Iterators only point to elements in containers. Therefore, if you had received an iterator through a function called pop (even if it existed), the iterator would reference not the element you popped, but probably the one after or before it, like std::vector::erase. This is because the purpose of an iterator is to iterate over the elements in a container. Therefore, if an element is not in the container, you cannot get an iterator to it. However, even if you used the iterator returned by the erase function, it would not reference you would be expecting it to.
So you can erase an element from the map, like so many have pointed out, by searching for it, getting the ierator to it and then calling erase with that iterator. but you cannot get an iterator that points to element you have erased. Hope this clears things up.
UPDATE: If all you want is to access the element and use it, then all you need to do use std::map::find to get an iterator and std::map::erase to remove the item from the map, once you have finished using the iterator. The reason is that even if you have stored a copy of the iterator for future use, once you call erase, it will be invalidated. To be able to access it after you have erased it, depending on scope, you will probably need to copy it.

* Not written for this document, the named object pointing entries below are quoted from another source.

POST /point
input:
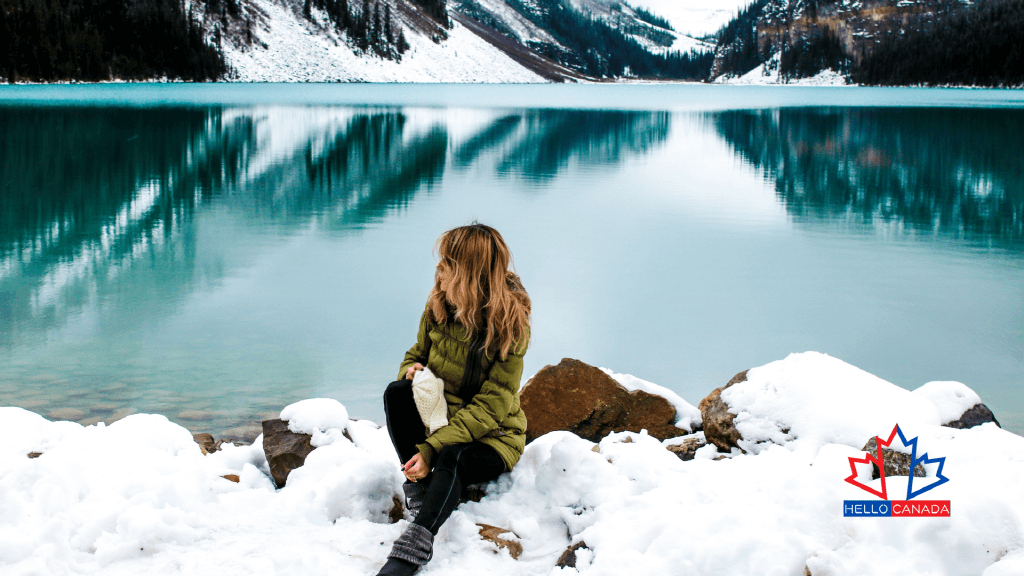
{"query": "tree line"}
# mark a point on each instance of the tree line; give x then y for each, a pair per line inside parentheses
(47, 40)
(981, 44)
(603, 51)
(978, 46)
(372, 30)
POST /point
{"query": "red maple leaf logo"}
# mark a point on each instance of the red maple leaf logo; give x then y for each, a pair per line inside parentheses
(878, 460)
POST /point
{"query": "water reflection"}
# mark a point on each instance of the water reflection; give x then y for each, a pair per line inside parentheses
(101, 211)
(542, 142)
(951, 172)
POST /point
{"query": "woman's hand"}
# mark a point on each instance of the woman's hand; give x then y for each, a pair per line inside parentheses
(413, 370)
(415, 468)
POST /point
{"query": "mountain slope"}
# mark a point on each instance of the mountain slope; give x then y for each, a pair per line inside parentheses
(893, 42)
(288, 47)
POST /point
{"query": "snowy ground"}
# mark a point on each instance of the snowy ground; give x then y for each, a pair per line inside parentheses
(138, 497)
(299, 52)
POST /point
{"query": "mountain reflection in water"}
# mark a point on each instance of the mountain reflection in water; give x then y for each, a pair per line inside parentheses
(99, 216)
(953, 172)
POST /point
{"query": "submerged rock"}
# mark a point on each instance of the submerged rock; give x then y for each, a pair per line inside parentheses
(975, 416)
(896, 463)
(494, 534)
(718, 426)
(582, 399)
(66, 414)
(285, 450)
(206, 443)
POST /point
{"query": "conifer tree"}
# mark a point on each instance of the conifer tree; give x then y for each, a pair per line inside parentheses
(361, 27)
(375, 35)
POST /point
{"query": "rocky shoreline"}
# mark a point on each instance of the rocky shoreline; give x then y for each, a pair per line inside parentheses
(619, 475)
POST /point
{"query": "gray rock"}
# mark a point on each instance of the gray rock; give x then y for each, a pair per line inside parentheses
(896, 463)
(206, 443)
(687, 448)
(285, 450)
(975, 416)
(567, 560)
(718, 425)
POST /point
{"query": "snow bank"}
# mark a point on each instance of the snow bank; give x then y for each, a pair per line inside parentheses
(138, 497)
(950, 399)
(810, 400)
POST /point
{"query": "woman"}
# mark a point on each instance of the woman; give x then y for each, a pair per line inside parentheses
(472, 335)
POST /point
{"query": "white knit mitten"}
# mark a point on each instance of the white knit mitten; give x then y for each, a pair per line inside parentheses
(428, 393)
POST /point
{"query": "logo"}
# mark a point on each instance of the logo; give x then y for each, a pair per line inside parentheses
(885, 506)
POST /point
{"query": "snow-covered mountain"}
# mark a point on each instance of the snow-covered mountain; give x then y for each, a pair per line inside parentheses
(478, 41)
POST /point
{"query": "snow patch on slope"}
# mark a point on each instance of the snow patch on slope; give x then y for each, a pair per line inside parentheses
(694, 17)
(298, 52)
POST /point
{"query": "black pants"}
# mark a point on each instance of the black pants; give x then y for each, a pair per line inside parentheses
(456, 466)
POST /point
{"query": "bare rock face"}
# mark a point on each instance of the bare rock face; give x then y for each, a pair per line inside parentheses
(687, 448)
(896, 463)
(493, 534)
(718, 425)
(285, 450)
(582, 399)
(975, 416)
(567, 560)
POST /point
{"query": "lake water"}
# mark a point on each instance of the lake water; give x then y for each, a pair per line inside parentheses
(213, 253)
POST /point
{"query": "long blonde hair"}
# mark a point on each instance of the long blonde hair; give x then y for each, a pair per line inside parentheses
(474, 262)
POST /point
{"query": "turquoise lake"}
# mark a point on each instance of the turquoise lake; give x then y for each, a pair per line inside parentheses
(215, 252)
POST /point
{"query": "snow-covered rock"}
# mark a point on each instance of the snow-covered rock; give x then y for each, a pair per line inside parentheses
(139, 497)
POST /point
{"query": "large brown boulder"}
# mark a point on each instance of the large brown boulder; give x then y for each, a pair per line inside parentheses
(896, 463)
(582, 399)
(717, 418)
(975, 416)
(285, 450)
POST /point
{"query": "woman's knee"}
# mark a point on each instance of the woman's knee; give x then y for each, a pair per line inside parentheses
(448, 458)
(397, 388)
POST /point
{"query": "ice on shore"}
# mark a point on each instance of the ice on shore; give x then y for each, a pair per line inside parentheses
(139, 497)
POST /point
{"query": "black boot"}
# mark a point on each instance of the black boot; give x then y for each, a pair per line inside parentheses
(410, 551)
(396, 567)
(415, 491)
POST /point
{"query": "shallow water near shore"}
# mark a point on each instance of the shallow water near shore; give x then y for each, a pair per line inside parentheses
(213, 259)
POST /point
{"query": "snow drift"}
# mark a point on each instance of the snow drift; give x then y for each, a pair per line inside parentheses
(138, 496)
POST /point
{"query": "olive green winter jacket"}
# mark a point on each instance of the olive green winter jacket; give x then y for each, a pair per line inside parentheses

Finally, what you want to do is a very common task - look up a map based on a key and perform an operation on the associated element. It's quite likely that you have a list of keys to go through. You should also look up functors, std::for_each and std::transform. I realise this is not operating on the element after you have removed it, but I thought I would add it in, seeing as how its a related operation. For example: You could move all elements that match a list of keys into another container (say, a vector, and then use the above to operate on them).